Step 1: Create the dedicated instance

You can create the instance fairly quickly by creating a subdirectory on the TSM server like so:

mkdir /usr/tivoli/tsm/libserv/bin

Copy the dsmserv.opt and if planning to use the old web interface the dsmserv.idl file to this new directory.  Then define a DB and Log volume either using raw logical volumes or us dsmfmt to format one. Depending on your library size I would make it 500MB to be safe.  At that size its space should not be too much of a premium.  The log can be half that and still function fine.  If you want to be extra careful you can be like me and make it 1-2GB but again my DB is barely used at that size. Once you have created the volumes then you need to run dsmserv format to initialize the instance. If the instance is going to be on a server with other TSM instances you’ll need to export TSM variables so they point to the new /usr/tivoli/tsm/libserv/bin directory.  Export the following variables before running the dsmserv format command:

export DSMSERV_CONFIG =/usr/tivoli/tsm/libserv/bin/dsmserv.opt
export DSMSERV_DIR=/usr/tivoli/tsm/server/bin
export DSMSERV_ACCOUNTING_DIR=/usr/tivoli/tsm/libserv/bin

Now you can run dsmserv format and the instance will be initialized and ready to be used. In the ../libserv/bin directory you should now have a dsmserv.dsk file that lists this instance’s DB and Log files. You can at this point either use the instance as is or load the old web interface definitions so that they are available to those who prefer it over the ISC. Once ready to use you can now start the instance and setup its settings for Server-to-Server communication. Remember the other TSM instances have to be able to talk to this instance. Make sure you set the HL and LL address, set the server password, set the server name, the URL, and don’t forget to set crossdefine to ON.

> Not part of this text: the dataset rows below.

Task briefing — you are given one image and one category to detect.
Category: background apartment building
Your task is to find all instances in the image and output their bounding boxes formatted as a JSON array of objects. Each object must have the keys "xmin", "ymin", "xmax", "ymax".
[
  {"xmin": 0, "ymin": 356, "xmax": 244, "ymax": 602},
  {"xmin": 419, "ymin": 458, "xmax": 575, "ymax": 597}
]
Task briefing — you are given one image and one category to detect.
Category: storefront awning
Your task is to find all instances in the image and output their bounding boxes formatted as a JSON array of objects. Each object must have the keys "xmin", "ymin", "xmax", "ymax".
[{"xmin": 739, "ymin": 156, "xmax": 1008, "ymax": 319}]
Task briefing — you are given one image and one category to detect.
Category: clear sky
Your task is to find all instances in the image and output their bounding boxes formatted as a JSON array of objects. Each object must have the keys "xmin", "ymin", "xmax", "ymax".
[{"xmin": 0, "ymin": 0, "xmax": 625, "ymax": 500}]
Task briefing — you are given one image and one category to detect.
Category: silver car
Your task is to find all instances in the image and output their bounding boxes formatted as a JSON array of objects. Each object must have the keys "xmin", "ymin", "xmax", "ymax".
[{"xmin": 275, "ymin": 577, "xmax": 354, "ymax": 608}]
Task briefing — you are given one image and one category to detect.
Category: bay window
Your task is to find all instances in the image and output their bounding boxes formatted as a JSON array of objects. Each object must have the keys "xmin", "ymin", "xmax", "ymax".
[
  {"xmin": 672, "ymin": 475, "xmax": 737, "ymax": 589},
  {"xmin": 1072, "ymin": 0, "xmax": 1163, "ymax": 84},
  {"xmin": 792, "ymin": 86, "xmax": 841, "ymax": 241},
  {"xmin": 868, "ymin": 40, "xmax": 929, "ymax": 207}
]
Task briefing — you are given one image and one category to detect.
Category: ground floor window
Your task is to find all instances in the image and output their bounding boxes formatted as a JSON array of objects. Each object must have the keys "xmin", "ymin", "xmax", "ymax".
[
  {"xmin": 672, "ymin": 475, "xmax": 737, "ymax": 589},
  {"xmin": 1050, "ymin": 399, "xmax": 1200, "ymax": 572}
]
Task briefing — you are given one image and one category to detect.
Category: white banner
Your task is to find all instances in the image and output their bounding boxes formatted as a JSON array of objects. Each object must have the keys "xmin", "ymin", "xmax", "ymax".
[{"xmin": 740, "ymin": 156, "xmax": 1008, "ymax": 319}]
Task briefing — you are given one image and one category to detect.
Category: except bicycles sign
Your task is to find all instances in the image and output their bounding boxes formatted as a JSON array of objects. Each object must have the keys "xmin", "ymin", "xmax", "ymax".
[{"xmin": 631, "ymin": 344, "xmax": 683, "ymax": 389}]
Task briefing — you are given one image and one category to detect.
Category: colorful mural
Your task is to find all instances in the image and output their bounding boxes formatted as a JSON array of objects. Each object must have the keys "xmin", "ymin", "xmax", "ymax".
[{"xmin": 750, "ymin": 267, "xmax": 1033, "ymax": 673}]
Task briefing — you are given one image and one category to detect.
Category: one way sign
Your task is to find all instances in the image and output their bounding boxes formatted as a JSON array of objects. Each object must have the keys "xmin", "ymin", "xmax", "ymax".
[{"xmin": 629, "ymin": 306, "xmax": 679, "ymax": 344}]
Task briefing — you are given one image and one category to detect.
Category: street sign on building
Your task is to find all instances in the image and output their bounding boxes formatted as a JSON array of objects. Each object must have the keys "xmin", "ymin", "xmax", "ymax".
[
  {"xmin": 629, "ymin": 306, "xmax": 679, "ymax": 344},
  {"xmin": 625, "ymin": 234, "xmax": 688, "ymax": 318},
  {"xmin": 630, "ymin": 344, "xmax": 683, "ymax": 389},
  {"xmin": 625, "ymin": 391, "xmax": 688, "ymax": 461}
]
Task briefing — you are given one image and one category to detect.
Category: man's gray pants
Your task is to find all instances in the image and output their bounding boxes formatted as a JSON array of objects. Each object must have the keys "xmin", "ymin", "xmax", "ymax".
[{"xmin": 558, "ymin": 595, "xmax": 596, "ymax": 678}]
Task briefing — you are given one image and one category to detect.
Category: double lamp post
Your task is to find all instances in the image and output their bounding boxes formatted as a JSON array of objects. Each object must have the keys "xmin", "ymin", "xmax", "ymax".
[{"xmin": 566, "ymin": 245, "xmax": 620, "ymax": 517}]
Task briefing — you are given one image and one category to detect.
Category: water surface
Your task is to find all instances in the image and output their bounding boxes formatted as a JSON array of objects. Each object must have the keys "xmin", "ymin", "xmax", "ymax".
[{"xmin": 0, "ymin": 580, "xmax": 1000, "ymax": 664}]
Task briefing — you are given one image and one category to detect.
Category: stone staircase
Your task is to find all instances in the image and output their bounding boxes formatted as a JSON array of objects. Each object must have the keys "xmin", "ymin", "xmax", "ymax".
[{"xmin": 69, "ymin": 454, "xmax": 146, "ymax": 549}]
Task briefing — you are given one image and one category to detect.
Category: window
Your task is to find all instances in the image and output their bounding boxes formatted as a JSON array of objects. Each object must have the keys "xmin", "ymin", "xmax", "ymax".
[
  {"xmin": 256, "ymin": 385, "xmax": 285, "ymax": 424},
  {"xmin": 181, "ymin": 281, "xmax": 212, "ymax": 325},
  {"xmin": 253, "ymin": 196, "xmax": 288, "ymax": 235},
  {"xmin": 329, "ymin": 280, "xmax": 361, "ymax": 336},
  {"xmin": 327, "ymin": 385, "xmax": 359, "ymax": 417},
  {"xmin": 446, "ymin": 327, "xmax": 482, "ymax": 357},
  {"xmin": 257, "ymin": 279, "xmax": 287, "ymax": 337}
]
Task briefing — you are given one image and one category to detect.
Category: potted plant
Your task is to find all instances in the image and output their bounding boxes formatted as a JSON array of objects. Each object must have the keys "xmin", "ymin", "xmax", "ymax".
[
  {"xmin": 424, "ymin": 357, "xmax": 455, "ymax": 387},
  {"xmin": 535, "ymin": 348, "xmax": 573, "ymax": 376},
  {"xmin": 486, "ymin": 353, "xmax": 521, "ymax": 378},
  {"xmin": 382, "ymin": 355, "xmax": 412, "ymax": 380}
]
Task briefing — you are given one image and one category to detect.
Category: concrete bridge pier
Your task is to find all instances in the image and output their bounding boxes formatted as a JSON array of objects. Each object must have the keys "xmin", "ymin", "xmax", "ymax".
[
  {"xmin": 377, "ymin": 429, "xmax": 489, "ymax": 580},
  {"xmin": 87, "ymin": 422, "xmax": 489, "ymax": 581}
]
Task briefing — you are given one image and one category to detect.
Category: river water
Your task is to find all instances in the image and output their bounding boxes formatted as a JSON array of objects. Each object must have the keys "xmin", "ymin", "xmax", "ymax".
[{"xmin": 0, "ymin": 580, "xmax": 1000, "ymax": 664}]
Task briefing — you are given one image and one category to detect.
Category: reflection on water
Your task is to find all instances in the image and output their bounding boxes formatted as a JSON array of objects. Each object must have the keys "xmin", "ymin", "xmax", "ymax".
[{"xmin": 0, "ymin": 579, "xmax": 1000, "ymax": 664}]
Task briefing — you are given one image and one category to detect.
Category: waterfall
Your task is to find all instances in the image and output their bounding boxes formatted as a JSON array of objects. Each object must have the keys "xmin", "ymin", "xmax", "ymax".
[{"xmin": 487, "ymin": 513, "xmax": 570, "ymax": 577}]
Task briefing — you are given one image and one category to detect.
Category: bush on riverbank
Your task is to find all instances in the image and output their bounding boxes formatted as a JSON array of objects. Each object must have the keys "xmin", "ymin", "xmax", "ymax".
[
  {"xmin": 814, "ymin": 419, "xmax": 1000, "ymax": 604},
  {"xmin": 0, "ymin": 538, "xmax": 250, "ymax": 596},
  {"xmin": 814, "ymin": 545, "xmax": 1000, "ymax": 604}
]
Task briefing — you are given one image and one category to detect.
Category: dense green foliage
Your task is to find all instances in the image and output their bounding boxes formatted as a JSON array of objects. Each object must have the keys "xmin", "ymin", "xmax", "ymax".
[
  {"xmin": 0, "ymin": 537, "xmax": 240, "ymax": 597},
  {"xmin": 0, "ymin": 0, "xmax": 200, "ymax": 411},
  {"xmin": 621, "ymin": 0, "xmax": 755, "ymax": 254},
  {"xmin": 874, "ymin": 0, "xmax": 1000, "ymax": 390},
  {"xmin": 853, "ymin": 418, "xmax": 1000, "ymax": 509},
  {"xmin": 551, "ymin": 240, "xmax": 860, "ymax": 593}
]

Note: The next step can be done ahead of time if you can allow for a longer library outage.

Once you have set the parameters you feel are necessary, whether for security or event and actlog retention, you can then move over to the current TSM library manager and begin removing the paths and then the drives (in that order). TSM does not like conflicts so don’t try to define the drives on the new Library Manager ahead of time as you could cause serious problems with the library. Delete all paths and drives then delete the library path and finally delete the library itself. You can no longer use this library definition since it is an automated library and when sharing the library the non-library manager TSM instances use a Shared library definition.

Step 2: Define server to server communication for all servers sharing the library

This is quite easy and I wont cover this much as this is fairly straightforward. On all servers that will be sharing the library make sure you have set their server name, server password, HL and LL address, URL, and set crossdefine to ON. Then (using the old web interface) on the servers that will be library clients select Object View -> Server -> Other Servers. Here you can see the servers defined and define new servers. Select Define Server from the drop down menu and then put in the new library managements info into the corresponding fields. Make sure you crossdefine and then your ready to setup the library.

Step 3: Define drives and paths on new library manager

Back on the new library manager instance you can now define the library and the drives and paths. Make sure when defining the new automated library you select the shared option to allow the library to be shared by other instances otherwise it will be accessible only to this instance.

DEFINE LIBRARY ATL01 LIBTYPE=SCSI SHARED=YES AUTOLABEL=YES

Now that the library is defined you need to define the library path and all the drives and their respective paths, this includes the path definitions for every other TSM server that will be using this library. Remember no drive or path definitions are made on the library clients. The only definitions for the library clients are paths on the library manager. Once the drives and paths are defined you will need to checkin the tapes and audit the library. The library manager should see the tapes in the library when you decide to check them in and now you can progress to the next step. If you have tapes that are moving from another library check them in at this time. You have to make a decision at this point to either checkin the tapes now or wait until the other servers have completed Step 4. When you check them in you should check them in as private then after each TSM server reacquires its tapes you can update the private tapes not owned by any TSM server to scratch.  This can be seen when you do a Q LIBVOL and the easiest way to do this is to use a select call to create a list then run the list against a shell script to update each tape.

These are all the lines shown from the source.